Dashboards report 98% success rates. Logs capture every decision. Traces follow execution paths across distributed systems. Customers report broken workflows. The disconnect sits in plain view.

Atindriyo Sanyal built Galileo's observability platform after years bringing thousands of AI models into production at Uber and working on early Siri versions at Apple. When he co-founded Galileo in 2021, the team assumed the problem was visibility. Give teams the right metrics, they figured, and reliability would follow.

Production had other lessons to teach.

Debugging Assumptions Break Down

Traditional debugging assumes you can reproduce failures. Set a breakpoint, step through the code, trace the path that led to the error. Agent systems produce different outputs from identical inputs—as fundamental behavior, not edge cases. Breakpoints don't help when systems reason non-deterministically. Unit tests can't verify reproducible behavior that doesn't exist. Linear logs presume a single path through code that agents don't follow.

Web automation surfaces a similar dynamic, though the mechanism differs. An authentication failure early in a session corrupts state three steps later. A caching decision made during one request contaminates subsequent ones. You're debugging what looks like a data quality issue, but the root cause sits several interactions back. The observability platform captured everything. Finding how the contamination propagated is another matter.

Sanyal's team documented what they call "memory poisoning" in agent systems. An agent hallucinates data early in a workflow. That contaminated information passes to downstream agents, who incorporate it into their analyses. Three interactions later, accuracy degrades gradually without triggering immediate failures. Teams spend hours debugging subtle data quality issues without realizing the root cause started several steps back with a single agent's mistake.

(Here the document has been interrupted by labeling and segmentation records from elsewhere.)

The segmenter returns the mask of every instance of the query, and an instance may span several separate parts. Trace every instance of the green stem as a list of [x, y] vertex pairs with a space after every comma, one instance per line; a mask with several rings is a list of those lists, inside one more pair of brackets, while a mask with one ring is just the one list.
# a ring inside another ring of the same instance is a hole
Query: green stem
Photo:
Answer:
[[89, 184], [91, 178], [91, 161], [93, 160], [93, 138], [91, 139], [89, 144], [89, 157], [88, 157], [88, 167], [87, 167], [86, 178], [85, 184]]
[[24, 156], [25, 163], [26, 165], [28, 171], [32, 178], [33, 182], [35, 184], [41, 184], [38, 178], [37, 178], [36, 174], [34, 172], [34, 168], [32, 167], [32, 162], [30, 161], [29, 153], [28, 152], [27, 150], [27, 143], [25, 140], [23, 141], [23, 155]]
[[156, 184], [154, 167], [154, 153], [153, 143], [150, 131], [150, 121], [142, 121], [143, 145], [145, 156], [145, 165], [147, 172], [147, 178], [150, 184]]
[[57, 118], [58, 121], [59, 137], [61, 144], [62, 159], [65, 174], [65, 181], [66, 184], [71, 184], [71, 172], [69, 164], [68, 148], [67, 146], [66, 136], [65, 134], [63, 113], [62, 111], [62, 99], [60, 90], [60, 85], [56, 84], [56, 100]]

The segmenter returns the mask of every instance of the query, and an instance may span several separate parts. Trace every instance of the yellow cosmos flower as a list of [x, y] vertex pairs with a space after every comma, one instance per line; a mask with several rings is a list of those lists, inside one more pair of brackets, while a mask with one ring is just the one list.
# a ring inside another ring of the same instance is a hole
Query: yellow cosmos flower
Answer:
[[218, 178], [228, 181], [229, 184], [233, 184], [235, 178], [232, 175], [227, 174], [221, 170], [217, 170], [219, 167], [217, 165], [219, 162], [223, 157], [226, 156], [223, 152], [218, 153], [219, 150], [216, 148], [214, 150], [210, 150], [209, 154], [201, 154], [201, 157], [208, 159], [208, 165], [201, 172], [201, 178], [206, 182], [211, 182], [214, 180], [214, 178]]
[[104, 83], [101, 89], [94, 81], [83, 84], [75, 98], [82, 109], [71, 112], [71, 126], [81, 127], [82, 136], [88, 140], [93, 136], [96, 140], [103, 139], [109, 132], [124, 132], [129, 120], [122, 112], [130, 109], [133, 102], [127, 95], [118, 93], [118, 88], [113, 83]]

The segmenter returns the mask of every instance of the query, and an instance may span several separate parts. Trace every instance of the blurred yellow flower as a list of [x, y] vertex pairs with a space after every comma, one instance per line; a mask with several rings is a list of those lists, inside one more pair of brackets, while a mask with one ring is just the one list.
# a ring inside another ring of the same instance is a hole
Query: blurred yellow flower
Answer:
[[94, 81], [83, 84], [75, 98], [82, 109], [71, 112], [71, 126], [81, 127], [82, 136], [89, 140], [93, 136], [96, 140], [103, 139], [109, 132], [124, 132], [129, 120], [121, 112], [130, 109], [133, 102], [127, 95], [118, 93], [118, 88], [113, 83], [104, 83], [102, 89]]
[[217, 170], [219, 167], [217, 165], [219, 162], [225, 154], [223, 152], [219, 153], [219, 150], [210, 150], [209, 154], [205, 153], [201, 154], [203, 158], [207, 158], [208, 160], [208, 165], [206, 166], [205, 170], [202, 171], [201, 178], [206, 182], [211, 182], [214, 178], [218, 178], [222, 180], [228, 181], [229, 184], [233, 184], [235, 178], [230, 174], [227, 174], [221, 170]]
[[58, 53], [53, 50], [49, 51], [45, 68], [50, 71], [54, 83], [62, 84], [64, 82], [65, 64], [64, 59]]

Full visibility into what happened leaves you still needing to understand why the agent chose that particular path, or what would have happened if it had chosen differently.

Production Scale

At Uber, Sanyal helped build infrastructure serving over a billion users. That experience taught him how to think about systems at scale. Agent systems introduced failure modes he hadn't encountered before. Multi-agent systems show failure rates ranging from 41% to 86.7% in production—from coordination breakdowns that emerge from how agents interact, not from coding errors.

Those numbers mean something specific in production. At 41% failure rate with 10,000 daily workflows, that's 4,100 broken executions. Each one potentially missing a competitive move, delivering wrong data to a decision-maker, or exposing information that shouldn't be visible. Failures distribute across thousands of interactions, which makes them harder to see and more expensive to fix.

Two agents enter a communication loop, exchanging redundant information due to a coordination protocol bug. Hours pass before anyone notices.

You're reviewing your infrastructure costs and see an unexpected spike. $3,200 in token consumption over a weekend when traffic should have been minimal. You trace it back through logs. The two agents started their loop Friday afternoon. By Monday morning, they'd exchanged 47,000 messages, none of which advanced any actual work.

Traditional monitoring flagged nothing because HTTP errors never occurred. The system was working exactly as designed. The design was wrong.

An orchestrator delegates a financial calculation with an ambiguous success criterion. The specialist completes its task within technical parameters but misinterprets the business constraint. Three downstream agents incorporate this flawed output. Errors compound through the workflow. By the time it surfaces as a customer-visible failure, you're debugging five separate log streams trying to reconstruct what happened.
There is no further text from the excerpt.